Le burkini en Australie, un outil d'intégration, selon sa créatrice

Le burkini, au coeur d’une vive polémique en France, est dans son pays d’origine, l’Australie, un outil d’intégration permettant à des musulmanes pratiquantes de profiter pleinement des joies de la plage, affirme sa créatrice Aheda Zanetti. Une partie de la classe politique française s’insurge contre cette tenue de bain islamique accusée de faire le jeu du communautarisme. Et le Premier ministre Manuel Valls a apporté son soutien aux maires – majoritairement de droite – qui ont interdit le port du burkini sur les plages. Aheda Zanetti, une Australienne d’origine libanaise de 48 ans, explique qu’elle a dessiné il y a plus de 10 ans à Sydney ce costume de bain qui enveloppe l’ensemble du corps, des cheveux jusqu’aux chevilles, avec pour objectif de permettre aux musulmanes de profiter de la plage tout en respectant les préceptes de leur religion.

“La plage, le surf, le soleil et le sport font partie de la culture australienne et j’avais le sentiment d’avoir été privée de toutes ces activités pendant ma jeunesse”, raconte cette femme voilée à l’AFP. “Je voulais que personne ne soit plus privé d’activités sportives du fait des restrictions imposées par la pudeur”. Mme Zanetti a ouvert son premier magasin à Sydney en 2005. Depuis, cette mère de trois enfants a écoulé plus de 700.000 burkinis et fournit des grossistes jusqu’en Suisse, en Grande-Bretagne, à Bahreïn ou en Afrique du Sud.

L’apparition du burkini a été concomitante des graves émeutes qui avaient éclaté sur la plage de Cronulla, à Sydney, entre des jeunes originaires du Moyen-Orient et des Australiens blancs venus “reprendre possession” du rivage. Ces violences avaient profondément choqué en Australie, ce qui avait amené l’association de sauveteurs Surf Life Saving Australia (SLSA) à diversifier son recrutement, et à engager notamment des musulmans. Mme Zanetti avait alors reçu une commande pour des burkinis jaunes et rouges, les couleurs emblématiques de la SLSA.

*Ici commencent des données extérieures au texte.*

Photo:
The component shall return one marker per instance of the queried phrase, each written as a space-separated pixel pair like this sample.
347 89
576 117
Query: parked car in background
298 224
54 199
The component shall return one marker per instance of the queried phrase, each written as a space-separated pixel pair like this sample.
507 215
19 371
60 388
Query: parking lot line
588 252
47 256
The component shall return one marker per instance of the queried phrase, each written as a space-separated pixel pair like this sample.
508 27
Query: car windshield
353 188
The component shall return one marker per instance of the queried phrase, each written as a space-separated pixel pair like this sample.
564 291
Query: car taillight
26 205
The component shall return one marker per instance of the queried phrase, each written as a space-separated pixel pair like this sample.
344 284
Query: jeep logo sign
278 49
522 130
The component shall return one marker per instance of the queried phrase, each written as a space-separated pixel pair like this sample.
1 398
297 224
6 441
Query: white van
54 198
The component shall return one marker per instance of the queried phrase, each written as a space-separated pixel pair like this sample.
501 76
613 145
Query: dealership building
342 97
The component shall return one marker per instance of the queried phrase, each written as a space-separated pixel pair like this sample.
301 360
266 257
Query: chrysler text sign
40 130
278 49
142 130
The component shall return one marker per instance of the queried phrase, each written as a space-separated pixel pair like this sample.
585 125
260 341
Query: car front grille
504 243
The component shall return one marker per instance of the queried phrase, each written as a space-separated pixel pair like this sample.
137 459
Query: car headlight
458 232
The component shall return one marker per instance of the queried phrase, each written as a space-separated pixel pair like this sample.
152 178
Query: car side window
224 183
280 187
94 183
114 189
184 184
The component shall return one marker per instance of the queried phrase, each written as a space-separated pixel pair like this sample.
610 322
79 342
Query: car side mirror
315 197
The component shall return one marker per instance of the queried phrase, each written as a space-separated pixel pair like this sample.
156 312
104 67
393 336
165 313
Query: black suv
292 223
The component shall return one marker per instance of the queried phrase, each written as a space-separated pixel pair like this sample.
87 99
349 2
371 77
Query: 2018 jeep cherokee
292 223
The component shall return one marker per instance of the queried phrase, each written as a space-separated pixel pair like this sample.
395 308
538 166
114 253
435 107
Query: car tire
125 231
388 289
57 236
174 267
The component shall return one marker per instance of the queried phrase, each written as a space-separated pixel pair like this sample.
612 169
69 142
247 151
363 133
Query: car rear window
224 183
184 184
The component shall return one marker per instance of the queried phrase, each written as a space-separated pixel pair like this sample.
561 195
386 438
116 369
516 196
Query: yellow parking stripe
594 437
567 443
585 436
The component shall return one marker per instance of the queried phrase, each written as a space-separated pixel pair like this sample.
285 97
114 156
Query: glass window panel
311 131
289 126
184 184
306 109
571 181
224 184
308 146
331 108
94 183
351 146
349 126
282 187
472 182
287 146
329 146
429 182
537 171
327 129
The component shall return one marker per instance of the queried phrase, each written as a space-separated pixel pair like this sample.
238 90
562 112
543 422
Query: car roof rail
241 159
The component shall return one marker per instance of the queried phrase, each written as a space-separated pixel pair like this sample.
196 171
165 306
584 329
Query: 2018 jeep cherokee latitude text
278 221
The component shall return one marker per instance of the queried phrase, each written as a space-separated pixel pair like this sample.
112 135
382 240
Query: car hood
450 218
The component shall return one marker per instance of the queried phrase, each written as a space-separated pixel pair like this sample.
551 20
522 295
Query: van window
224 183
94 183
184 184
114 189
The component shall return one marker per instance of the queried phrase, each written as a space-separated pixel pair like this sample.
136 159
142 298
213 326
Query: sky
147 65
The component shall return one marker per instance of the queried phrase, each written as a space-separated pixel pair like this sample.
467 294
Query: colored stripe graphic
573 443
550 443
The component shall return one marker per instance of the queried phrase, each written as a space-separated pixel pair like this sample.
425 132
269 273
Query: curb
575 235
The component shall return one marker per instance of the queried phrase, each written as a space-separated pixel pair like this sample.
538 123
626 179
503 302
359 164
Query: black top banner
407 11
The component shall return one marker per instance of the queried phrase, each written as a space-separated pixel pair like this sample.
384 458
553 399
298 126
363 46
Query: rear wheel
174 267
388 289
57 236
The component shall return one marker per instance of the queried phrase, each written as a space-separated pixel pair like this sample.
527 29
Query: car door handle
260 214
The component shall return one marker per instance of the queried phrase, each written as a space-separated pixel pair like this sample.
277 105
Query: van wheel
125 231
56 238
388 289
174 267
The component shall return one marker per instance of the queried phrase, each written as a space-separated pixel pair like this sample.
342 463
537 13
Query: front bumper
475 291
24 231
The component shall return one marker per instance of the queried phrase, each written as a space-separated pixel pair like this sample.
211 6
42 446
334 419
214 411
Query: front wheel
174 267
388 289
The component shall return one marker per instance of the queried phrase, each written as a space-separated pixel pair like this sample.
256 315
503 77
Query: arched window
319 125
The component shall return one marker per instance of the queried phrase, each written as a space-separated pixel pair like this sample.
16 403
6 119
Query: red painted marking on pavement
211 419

Le burkini est ce qui a permis à Siham Karra-Hassan de plonger à nouveau dans une piscine, deux décennies après en avoir été chassée car elle n’avait pas le droit de porter des habits en coton dans l’eau. “Je suis quelqu’un de très actif. Alors plus je peux faire de l’exercice, plus je peux aller dans l’eau, plus je peux mettre mon burkini, plus je suis contente.” Les autres nageurs la regardaient au départ avec de gros yeux puis les choses sont rentrées dans l’ordre, affirme-t-elle. Certaines femmes, y compris non musulmanes, viennent lui poser des questions sur le burkini et pensent en acheter un pour se protéger du soleil brûlant australien.

Mme Zanetti, qui a déposé les marques “burkini” et burqini” (contraction de burqa et bikini), se désole de la connotation négative associée à ces produits en France. Les hommes politiques français “utilisent le mot burkini comme un mauvais concept islamique alors que c’est juste un mot”, déclare-t-elle. “C’est un mot que j’ai créé pour désigner un produit que je fabrique. Nous ne cachons pas de bombe dessous, il ne sert pas à entraîner des terroristes”, poursuit-elle. “Un vêtement est là pour satisfaire un type de besoin spécifique. Un burkini est un type de tenue pour une activité spécifique. Et, si ça peut aider, on porte toujours un bikini en dessous.”